Автор: Гоголь Н.В.
Поместье Манилова – парадный фасад помещичьей России. Претензии на изысканность, образованность, утонченность вкуса еще более подчеркивает внутреннюю простоту обитателей усадьбы. В сущности, это декорация, прикрывающая скудость. Бесхозяйственность Манилова открывается нам еще по дороге в усадьбу: все безжизненно, жалко, мелко. Пейзаж Маниловки не лучше. Иронически обыграна Гоголем и само название деревни: «…Маниловка не многих могла заманить своим местоположением». Печать серости, скудности, неопределенности цвета лежит на всем, что окружает Манилова: серый день, серые избы. В доме у хозяев тоже все неопрятно, тускло: шелковый капот жены бледного цвета, стены кабинета выкрашены «какой-то голубенькой краской, вроде серенькой»…
Обстановка всегда рельефно характеризует героя. У Гоголя этот прием доведен до сатирического заострения: его герои погружены в мир вещей, их облик исчерпывается вещами. Во втором томе «Мертвых душ» Гоголь открывает нам один из излюбленных им приемов характеристики персонажа: «Чичиков с любопытством рассматривал жилище этого…человека, думая по нем отыскать свойства самого хозяина, как по оставшейся раковине заключает об устрице или улитке, некогда в ней сидевшей и оставившей свое отпечатление».

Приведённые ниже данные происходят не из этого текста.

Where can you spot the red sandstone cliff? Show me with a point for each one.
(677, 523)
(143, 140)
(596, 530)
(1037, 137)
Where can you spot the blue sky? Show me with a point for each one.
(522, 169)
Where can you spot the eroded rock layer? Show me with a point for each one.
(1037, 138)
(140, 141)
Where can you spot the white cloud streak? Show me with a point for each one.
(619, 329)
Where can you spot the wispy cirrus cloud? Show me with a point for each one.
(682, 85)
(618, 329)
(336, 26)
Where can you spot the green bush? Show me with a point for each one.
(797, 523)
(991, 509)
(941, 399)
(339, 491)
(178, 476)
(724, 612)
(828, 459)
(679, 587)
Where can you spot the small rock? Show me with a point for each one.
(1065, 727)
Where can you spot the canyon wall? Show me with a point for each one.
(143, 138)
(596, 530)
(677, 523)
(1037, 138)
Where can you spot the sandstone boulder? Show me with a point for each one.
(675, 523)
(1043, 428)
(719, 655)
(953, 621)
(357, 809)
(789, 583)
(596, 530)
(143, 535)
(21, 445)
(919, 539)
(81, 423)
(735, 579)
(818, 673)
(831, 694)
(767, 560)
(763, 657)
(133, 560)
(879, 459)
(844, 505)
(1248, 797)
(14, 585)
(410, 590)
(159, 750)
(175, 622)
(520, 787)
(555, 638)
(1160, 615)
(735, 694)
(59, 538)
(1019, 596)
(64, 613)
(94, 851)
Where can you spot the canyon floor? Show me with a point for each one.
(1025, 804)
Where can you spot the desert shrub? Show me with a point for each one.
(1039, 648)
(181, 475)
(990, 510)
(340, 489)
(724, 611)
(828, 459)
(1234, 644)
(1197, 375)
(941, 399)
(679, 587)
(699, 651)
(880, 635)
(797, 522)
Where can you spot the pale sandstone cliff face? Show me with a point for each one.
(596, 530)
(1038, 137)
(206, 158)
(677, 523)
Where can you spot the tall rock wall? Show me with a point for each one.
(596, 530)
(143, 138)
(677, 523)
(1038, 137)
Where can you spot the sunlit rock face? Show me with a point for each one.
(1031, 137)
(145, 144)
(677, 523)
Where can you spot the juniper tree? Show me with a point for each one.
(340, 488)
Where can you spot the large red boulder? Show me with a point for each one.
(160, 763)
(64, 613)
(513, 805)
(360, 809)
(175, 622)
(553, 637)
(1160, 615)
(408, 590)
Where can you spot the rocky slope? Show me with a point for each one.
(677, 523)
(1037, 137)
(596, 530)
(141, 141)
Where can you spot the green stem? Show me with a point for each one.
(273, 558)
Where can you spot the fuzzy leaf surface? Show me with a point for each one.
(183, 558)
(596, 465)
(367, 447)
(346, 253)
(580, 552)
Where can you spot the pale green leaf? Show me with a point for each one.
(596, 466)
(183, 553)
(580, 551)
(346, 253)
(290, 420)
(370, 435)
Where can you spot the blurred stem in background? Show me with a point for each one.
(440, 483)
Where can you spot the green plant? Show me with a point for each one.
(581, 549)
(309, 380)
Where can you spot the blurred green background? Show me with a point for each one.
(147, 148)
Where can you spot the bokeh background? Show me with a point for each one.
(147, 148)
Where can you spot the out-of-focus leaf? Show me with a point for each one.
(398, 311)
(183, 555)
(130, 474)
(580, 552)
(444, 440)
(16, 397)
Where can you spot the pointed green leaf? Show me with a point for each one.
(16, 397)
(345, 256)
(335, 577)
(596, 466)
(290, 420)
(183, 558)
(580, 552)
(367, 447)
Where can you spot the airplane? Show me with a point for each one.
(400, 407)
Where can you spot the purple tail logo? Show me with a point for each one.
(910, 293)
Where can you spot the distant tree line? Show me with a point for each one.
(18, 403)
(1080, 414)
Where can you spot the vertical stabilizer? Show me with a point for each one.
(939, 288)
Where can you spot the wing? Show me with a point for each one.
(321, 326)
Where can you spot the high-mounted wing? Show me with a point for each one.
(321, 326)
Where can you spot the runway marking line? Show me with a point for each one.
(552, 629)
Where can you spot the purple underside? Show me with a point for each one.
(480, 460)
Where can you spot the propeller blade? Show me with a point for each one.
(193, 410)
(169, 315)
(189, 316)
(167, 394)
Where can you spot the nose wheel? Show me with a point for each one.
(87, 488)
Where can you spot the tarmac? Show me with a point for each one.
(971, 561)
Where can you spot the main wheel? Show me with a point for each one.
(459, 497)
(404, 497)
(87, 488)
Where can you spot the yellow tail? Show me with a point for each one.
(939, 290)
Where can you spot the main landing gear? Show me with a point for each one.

В главе о Манилове «раковина» особенно важна, так как характер героя не определен, не уловим. В Манилове нет живых желаний, той силы жизни, которая движет человеком, заставляет его совершать какие-то поступки. В этом смысле Манилов, не смотря на живость манер и любезное щебетание в разговоре, - мертвая душа, «не то, не се, не в городе Богдан, ни в селе Селифан». Недаром Гоголь в авторской характеристике прямо говорит, что от Манилова «не дождешься никакого живого или даже заносчивого слова», что, поговорив с ним, «почувствуешь скуку смертельную».
Но Манилов ведь не только скучный собеседник, а и помещик, совершенно равнодушный к судьбам крестьян. Автор подсказывает нам, что должно было бы занимать Манилова, если бы он был бы живым человеком: «Зачем, например, глупо и бес толку готовиться на кухне? Зачем довольно пусто в кладовой? Зачем воровка ключница? Зачем не чистоплотны и пьяницы слуги? Зачем вся дворня спит не милосердным образом и повесничает все остальное время?».
Какие же у Манилова чаще всего встречаются в слова в речи? Любезная позвольте да неопределенные местоимения и наречия: какой-нибудь, этакое, какое-то, этак… Эти слова придают оттенок неопределенности всему, что говорит Манилов, создают ощущение смысловой бесплодности речи: «Как было бы в самом деле хорошо, если бы жить этак вместе, под одной кровлею, или под тенью какого-нибудь вяза по философствовать о чем-нибудь…».
Соседство глав у Гоголя значимо. Парадные фасады и глухие углы поместной России схожи. Небрежность Манилова и аккуратность Коробочки, восторженная наивность одного и упрямая подозрительность другого, беспечность бескорыстного «философа» и настойчивая мелочность «скопидомки» сталкиваются автором как откровенные антиподы. Вместе с тем эти отличия не снимают общей тени мертвенности с владельцев обеих усадеб. Разговор Манилова и Чичикова о продаже Мертвых душ, как недоумение, Коробочки при торге, свидетельствует о не самостоятельности и потому страхе Манилова, который при всей своей «изысканности» в этом диалоге столь же не далек, как и коробочка.
Несоответствие упрямой неподвижности Коробочки и энергичного напора Чичикова комично. Он изобретателен в своих разъяснениях и предложениях, подвижен, ловок. Он соблазняет Коробочку прибыльностью «дело», ласково уговаривает, грозит, умоляет, обещает… Но Коробочка, привыкшая только к автоматическим, известным ей действием, не может решится на не знакомое дело и в ответ на разнообразные реплики Чичикова твердит одно: «Ведь я мертвых еще никогда не продавала». Обещание Чичикова лишь пугает ее. Страх перед неизвестным и боязнь продешевить в сочетании с глупостью образует глухую стену упрямства, а которую Чичиков бы расшибся бы, если бы не пообещал бы в конце концов содействие в «казенных подрядах».